Губернатор совсем растерялся.
— Сэр, — начал он, изобразив обиду, — вижу, вы не расположены говорить в подобающем тоне и мне лучше удалиться.
Вот тут Бонапарт едва не взорвался.
— А может, сказать вам правду? — воскликнул он. — Желаете слышать правду, сэр? Думаю, вам приказано любой ценой вытянуть сведения о моих последних днях в Египте. Да-да, любыми средствами. Можно морочить мне голову. Прикинуться другом. Все, что угодно. А если не выйдет… Скорее всего, вам велено попросту отравить меня, сэр. Убить.
Лицо Лоу стало свекольного цвета.
— Вы же не ждете, чтобы я на это ответил, сэр?
— Да нет, я требую ответа!
— Тогда я скажу одно… Только одно. Во время прошлого разговора вы заметили, что не сумели постичь характер англичанина. Так вот, знайте: вам тем более не удалось постичь характер английского солдата.
С этими словами, пылая гневом, он развернулся и ринулся прочь.
Однако сказанного было уже не поправить, и через три короткие встречи Наполеон наотрез отказался беседовать со своим тюремщиком. Не ожидавший столь быстрого разоблачения и позора, Лоу погрузился в болото навязчивых состояний. Теперь уже он опасался, что Бонапарта вывезут в бочке с вином, в сахарном ящике или даже в узле из грязных простыней, и выскакивал по ночам из постели, чтобы пришпорить коня и скакать по извилистым тропам — только бы убедиться, что узник по-прежнему на месте. Губернатор удвоил охрану Лонгвуда и повсюду установил новые блокпосты и укрепления, издав ряд таких строгих ограничений, что их непомерная суровость поразила даже герцога Веллингтона.

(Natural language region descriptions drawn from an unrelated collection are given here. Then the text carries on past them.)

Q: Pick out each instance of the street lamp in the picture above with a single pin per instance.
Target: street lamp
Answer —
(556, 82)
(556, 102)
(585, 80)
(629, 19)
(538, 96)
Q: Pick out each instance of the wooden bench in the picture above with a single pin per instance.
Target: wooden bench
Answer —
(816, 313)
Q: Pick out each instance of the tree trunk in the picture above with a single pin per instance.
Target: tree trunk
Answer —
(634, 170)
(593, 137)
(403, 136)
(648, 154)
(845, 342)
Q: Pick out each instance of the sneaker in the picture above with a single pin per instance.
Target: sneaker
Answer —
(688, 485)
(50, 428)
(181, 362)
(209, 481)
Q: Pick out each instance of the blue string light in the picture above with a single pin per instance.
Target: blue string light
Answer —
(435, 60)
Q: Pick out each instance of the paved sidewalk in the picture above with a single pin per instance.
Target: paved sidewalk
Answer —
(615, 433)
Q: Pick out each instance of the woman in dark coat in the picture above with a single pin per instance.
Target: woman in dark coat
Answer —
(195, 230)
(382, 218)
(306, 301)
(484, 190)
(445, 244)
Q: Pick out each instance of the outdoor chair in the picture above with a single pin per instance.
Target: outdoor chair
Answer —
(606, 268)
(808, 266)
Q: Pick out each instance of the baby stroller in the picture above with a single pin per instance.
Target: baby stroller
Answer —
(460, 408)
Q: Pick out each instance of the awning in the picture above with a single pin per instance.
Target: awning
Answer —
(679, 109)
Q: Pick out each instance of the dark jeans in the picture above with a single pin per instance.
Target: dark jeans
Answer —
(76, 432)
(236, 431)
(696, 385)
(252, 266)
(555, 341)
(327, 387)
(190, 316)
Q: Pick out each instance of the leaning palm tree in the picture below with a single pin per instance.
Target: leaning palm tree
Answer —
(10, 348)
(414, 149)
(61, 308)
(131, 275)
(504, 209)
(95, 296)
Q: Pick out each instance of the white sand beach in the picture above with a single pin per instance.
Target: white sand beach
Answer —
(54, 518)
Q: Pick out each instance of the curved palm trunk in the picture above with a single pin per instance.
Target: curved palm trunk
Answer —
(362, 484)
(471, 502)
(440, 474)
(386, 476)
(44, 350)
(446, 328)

Хотя, если вдуматься, герцогу было легко рассуждать о строгости: он-то, как и Наполеон, твердо знал о своем бессмертии. Лоу же, напротив, не перенес бы провала, помноженного на немыслимый побег вверенного ему узника. Душу его беспрестанно терзало прощальное проклятие императора: «И через пять веков мое имя будет сиять как солнце, а ваше — останется знаком позора и несправедливости».
Что и говорить, проклятие стократ ужаснее той опрометчивой фразы, которой Денон пригвоздил Гамильтона, ибо оно исходило от человека, каждое слово которого пылало в небе, написанное огненными хвостами комет.